Synthesis 2: patients are aware of the importance of medication adherence, but it is difficult to achieve
Patients are aware of the importance of adherence and of developing routines for taking medications. However, doing so requires substantial effort due to practical issues, regimen changes, and skipping, altering or forgetting doses, which may occur when patients assign different priorities to medications. Health professionals and patients’ social networks can facilitate medication adherence.
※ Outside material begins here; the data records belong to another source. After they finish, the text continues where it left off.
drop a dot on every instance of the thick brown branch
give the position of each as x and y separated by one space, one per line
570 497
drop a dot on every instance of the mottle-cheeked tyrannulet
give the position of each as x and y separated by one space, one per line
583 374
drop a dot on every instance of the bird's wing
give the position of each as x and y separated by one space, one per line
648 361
Some of the challenges to maintaining medication routines are illustrated by Krska and colleagues31 :
Although all participants had developed routines for using medicines, which had become automatic or ‘second nature’ – ‘you think nothing of it’ – interviews revealed the extent of the physical and organisational effort required by some patients in using medicines. … The impact of changes in daily routine sometimes resulted in medicines not being used.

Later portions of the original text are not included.